= William Tate (lighthouse keeper) =

Capt. William J. Tate (December 1, 1869 - June 8, 1953) was the North Landing Lighthouse keeper from 1915 to 1939. He was also an aviation pioneer, having helped the Wright Brothers assemble their aircraft at Kill Devil Hill on the Outer Banks.

Tate was responsible for keeping lit a string of 42 lights stretching over 65 miles of waterway. In addition, William was also responsible for maintaining his keepers quarters. During his years of service, William J. Tate was cited frequently in the Report of the Commissioner of Lighthouses for saving lives and property, which is no small feat. In fact, he is cited so often that Coast Guard Historian Dr. Robert Browning remarked, "it is truly amazing that any one man would be cited so many times."

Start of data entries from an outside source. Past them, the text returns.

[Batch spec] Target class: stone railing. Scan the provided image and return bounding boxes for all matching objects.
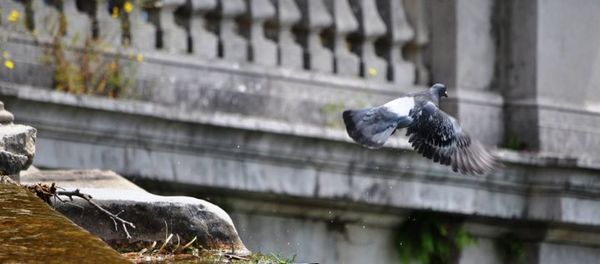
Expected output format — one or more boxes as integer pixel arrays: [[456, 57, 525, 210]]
[[0, 0, 424, 85]]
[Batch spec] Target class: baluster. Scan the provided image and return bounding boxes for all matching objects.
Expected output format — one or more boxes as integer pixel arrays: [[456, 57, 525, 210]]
[[215, 0, 247, 62], [128, 0, 155, 50], [325, 0, 359, 76], [404, 0, 429, 85], [31, 0, 62, 40], [270, 0, 302, 69], [95, 0, 122, 47], [62, 0, 93, 46], [2, 0, 28, 33], [377, 0, 415, 84], [189, 0, 218, 59], [295, 0, 333, 72], [157, 0, 187, 53], [349, 0, 387, 81], [246, 0, 277, 66]]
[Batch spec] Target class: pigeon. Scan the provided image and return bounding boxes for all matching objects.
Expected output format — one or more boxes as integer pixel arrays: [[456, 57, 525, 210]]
[[342, 83, 497, 175]]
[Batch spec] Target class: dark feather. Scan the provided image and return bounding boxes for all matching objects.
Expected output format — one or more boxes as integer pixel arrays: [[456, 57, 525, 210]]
[[406, 102, 498, 175]]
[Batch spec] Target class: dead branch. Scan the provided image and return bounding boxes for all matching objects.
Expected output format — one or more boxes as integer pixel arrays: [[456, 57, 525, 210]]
[[22, 182, 136, 239], [56, 189, 136, 239]]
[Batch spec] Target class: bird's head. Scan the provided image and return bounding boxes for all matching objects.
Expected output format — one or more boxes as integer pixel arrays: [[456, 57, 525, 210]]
[[430, 83, 448, 99]]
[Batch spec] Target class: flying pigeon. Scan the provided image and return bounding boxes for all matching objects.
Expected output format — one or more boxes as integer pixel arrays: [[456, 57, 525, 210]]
[[342, 83, 497, 175]]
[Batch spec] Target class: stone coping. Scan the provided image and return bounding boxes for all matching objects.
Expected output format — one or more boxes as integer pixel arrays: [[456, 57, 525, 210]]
[[1, 81, 598, 171]]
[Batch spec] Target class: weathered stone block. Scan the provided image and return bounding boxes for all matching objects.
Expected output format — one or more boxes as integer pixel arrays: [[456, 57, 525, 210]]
[[0, 112, 36, 181], [22, 169, 250, 255]]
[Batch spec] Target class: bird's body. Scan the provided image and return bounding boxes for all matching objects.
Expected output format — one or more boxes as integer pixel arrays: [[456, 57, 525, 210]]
[[342, 84, 497, 175]]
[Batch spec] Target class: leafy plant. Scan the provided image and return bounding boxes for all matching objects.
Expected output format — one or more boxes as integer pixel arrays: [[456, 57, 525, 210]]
[[34, 1, 140, 98], [504, 134, 528, 151], [48, 38, 137, 98], [395, 211, 475, 264], [495, 232, 526, 264]]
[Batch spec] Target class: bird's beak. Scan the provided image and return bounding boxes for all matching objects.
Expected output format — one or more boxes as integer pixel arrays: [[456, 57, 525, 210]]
[[444, 91, 448, 97]]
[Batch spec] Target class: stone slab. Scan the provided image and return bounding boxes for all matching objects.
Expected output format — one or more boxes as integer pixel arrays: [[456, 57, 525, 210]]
[[21, 169, 250, 255]]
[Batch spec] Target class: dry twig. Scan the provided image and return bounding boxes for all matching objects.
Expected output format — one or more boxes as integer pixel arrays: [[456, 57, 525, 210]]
[[56, 189, 136, 239], [22, 183, 136, 239]]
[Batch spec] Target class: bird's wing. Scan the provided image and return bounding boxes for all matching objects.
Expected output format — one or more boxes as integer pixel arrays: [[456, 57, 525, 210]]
[[343, 106, 411, 149], [406, 102, 497, 175]]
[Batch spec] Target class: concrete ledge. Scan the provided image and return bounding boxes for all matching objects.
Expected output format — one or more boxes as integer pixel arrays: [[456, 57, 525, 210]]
[[3, 86, 600, 229]]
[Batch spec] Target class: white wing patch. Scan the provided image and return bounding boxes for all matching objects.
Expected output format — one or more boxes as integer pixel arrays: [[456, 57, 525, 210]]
[[383, 96, 415, 117]]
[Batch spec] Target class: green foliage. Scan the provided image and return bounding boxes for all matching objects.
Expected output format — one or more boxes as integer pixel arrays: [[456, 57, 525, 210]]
[[25, 2, 140, 98], [395, 212, 475, 264], [495, 233, 526, 264], [43, 16, 138, 98], [504, 134, 528, 151]]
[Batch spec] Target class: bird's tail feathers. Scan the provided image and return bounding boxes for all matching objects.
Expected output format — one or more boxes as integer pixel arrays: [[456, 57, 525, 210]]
[[343, 107, 407, 149]]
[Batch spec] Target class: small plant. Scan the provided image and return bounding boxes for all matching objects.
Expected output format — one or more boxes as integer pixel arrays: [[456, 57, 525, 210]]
[[47, 38, 137, 98], [504, 134, 528, 151], [1, 7, 22, 71], [395, 211, 475, 264], [33, 1, 140, 98], [495, 232, 526, 264]]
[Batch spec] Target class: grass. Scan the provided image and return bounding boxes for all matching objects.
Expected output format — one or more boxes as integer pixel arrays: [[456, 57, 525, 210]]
[[115, 225, 299, 264]]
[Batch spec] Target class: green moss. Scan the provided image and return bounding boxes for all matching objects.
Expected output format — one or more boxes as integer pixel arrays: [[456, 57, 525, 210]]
[[495, 233, 526, 264], [503, 134, 528, 151], [395, 212, 475, 264], [321, 102, 346, 128]]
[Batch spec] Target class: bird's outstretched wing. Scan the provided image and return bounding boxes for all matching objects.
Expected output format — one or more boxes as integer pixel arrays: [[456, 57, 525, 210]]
[[406, 102, 497, 175], [343, 107, 408, 149]]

The citations from just his 1917 rescues read as follows:
- Tate assisted in floating the gasoline freighter that had gone ashore near his station.
- Tate saved from stranding a raft of 25,000 feet of timber, which had broken from its moorings.
- Tate floated the gasoline freighter R. C. Beaman, which had stranded near the light station."
- Tate floated the boat Muriel Dean and assisted in repairing a disabled motor boat.
- Tate floated the R. C. Beaman, which had again gone aground near the station.
- Tate piloted the yacht to harbor after it had gotten out of the channel during thick weather.
- Tate floated a yacht which had stranded in North River, and put the engine of the yacht Abeola, which had stopped at the light station, in working order.
- Tate rendered assistance to the occupants of a disabled motor boat and assisted in its repair.
- Tate rendered assistance to a party of flyers and made repairs to the aircraft.
- Tate towed to harbor a disabled motor boat.
- Tate went to the assistance of a boat that had grounded near the Light.
- Tate rendered assistance to a vessel which ran aground near North Landing River Light Station.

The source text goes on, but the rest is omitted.